Snowcats Hände zitterten, aber sie sprach mit fester Stimme: „Ja, ich bin bereit! – Ich gelobe vom heutigen Tage an, bis in alle Ewigkeit und darüber hinaus alle Ancients mit meinem Leben zu schützen, so wie die Ancients das gleiche für mich tun!“ Erneut jubelten sie.

„Sielle-há. So ist es und so wird es sein. Unter welchem Namen werden deine Freunde dich schätzen und deine Feinde dich fürchten? Welcher Name wird in die ewige Erinnerung der Ancients eingehen?“

„Snowcat!“

„Snowcat, ich heiße dich ein weiteres Mal willkommen!“

Auf der Anzeigentafel leuchtete ihr Name nun in neongrünen Buchstaben.

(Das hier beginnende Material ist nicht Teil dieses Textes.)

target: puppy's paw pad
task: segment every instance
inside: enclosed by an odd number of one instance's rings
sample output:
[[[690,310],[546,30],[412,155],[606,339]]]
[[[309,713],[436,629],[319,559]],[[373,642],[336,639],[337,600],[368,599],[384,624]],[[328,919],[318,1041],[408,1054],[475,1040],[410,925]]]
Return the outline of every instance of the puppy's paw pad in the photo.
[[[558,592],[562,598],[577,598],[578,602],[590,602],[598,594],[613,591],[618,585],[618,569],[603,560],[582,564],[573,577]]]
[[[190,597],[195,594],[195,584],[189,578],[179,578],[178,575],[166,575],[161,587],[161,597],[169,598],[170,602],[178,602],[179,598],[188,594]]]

Snowcat, (199); Rite Of Passage: 05.05.2065;

Green Lucifer trat vor und half ihr feierlich in einen schwarzen Ledermantel. Er war stark tailliert und wurde nach unten weit. Auf dem Rücken leuchtete ein feuerrotes Ancient A. Der Mantel passte wie angegossen. Green Lucifer lächelte: „Perfekt!“

„Ancients!“, begann Sting erneut: „Snowcat hat ihr Rite Of Passage auf besondere Weise bestanden. Sie brachte drei Trophäen mit.“

Ghostfinger fuhr fort. Er erzählte in dramatischen Worten, wie sie zu den Gegenständen gekommen war. Immer wieder brachen die Elfen in Jubel aus. Er endete mit: „Snowcat, du hast dir deinen Preis wahrlich verdient.“ Dann gab er ihr ein neues Commlink mit einem schwarzgrünen Handschuh und einer dunklen AR-Sonnenbrille. Als Snowcat das Gerät einschaltete leuchteten die Scheinwerfer der BMW Blitzen 2068x auf.

Die Scheinwerfer und noch viel mehr: Neongrüne, schwarze und chromfarbene Schmetterlinge flogen überall umher. Das A schwebte wieder über dem Dach und, und, und. Endlich, endlich war Snowcat nicht mehr auf diesem Auge blind. 

Die ganze Nacht feierten sie alle gemeinsam und Snowcat fuhr die eine oder andere Runde mit ihrer neuen Maschine.

Sie war satt, ihr war warm, sie hatte Freunde, eine Familie und ein Zuhause. Geborgenheit, Sicherheit! Sie war nicht mehr allein und würde es nie wieder sein.

Ancients For Ever!

„Li’li’llah!“

„Katze! Danke für deine Hilfe!“ 

„Gern geschehen Elfenmädchen! – Ach Elfenmädchen, wo bleibt eigentlich meine Milch?“

Ein Schnurren erfüllte Snowcats Gedanken.